Key Challenges in the Field#
The Curse of Approximation
Every verification method involves approximation. As networks grow deeper, approximation errors compound exponentially. Finding ways to maintain tightness despite depth remains an open challenge. My work on convex hull approximation directly addresses this, but the fundamental limits of bound propagation suggest we need fundamentally new techniques as networks scale further.
Modern Architecture Diversity
Verification was born in the era of feedforward CNNs. Today’s landscape includes Transformers, Graph Neural Networks, Vision Transformers, and hybrid architectures that verification tools struggle to handle. Attention mechanisms, layer normalization, and complex information flow patterns present novel challenges that demand architecture-specific solutions.
The Scalability-Completeness Tradeoff
Complete verification provides certainty but doesn’t scale. Incomplete methods scale but sacrifice completeness. The field needs hybrid approaches that intelligently allocate computational resources: fast approximate methods for initial screening, complete methods for critical samples, and probabilistic certification for large-scale networks.
Bridging Theory and Practice
Academic benchmarks don’t reflect real-world constraints. Production networks operate under latency budgets, memory constraints, and continuous update cycles. Verification must become a runtime concern, not a post-hoc validation step. This requires fundamentally rethinking how we approach certification—not as a single pre-deployment check, but as an ongoing guarantee maintained throughout the system’s lifecycle.
Practical Adoption
Even mature verification techniques remain underutilized in practice. Building practical tools, creating accessible documentation, and developing standards for verification reporting are crucial for widespread adoption.

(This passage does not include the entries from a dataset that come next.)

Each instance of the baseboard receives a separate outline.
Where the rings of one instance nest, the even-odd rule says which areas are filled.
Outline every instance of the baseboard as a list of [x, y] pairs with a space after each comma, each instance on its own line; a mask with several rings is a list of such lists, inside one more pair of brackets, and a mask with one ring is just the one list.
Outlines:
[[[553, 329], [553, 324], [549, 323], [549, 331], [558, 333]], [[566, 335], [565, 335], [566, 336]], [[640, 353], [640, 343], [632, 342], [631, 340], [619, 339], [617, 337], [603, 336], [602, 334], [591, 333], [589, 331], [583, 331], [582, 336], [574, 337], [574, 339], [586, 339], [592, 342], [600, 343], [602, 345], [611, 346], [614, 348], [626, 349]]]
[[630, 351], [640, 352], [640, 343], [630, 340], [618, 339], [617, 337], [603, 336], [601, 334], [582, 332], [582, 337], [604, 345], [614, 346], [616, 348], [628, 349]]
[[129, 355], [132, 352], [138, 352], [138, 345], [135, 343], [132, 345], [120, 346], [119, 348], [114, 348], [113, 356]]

This is why I maintain educational content alongside research—the best verification method is worthless if practitioners don’t understand how to use it.
Research Outcomes and Contributions#
My research has produced:
WraLU and WraAct: Fast, precise convex hull approximation techniques that outperform existing methods by orders of magnitude on efficiency while improving precision
13-Post Verification Curriculum: Comprehensive technical content making neural network verification accessible to practitioners
Verified Software Tools: Open-source implementations enabling others to build verification-aware applications (wraact, propdag, torchvnnlib)
Publications in Top Venues: Papers in POPL, OOPSLA, CCS, S&P demonstrating impact across verification, security, and programming languages
But beyond metrics, the goal is building a community of verification-aware practitioners who can responsibly deploy AI in safety-critical systems.
Looking Forward#
The next frontier of verification research involves:
Learning-based verification: Neural networks assisting verification, either predicting verification outcomes or learning to refine bounds
Symbolic reasoning at scale: Combining symbolic methods with machine learning insights
Real-time verification: Continuous certification during deployment with dynamic adaptation
Fairness and equity verification: Extending formal methods beyond robustness to other critical properties
Verification-aware training: Making verification part of the optimization objective from the start
The ultimate vision is a world where formal verification is as standard in ML development as unit testing is in software engineering. We’re not there yet—but the technical foundations are solid, and the practical applications are becoming increasingly clear.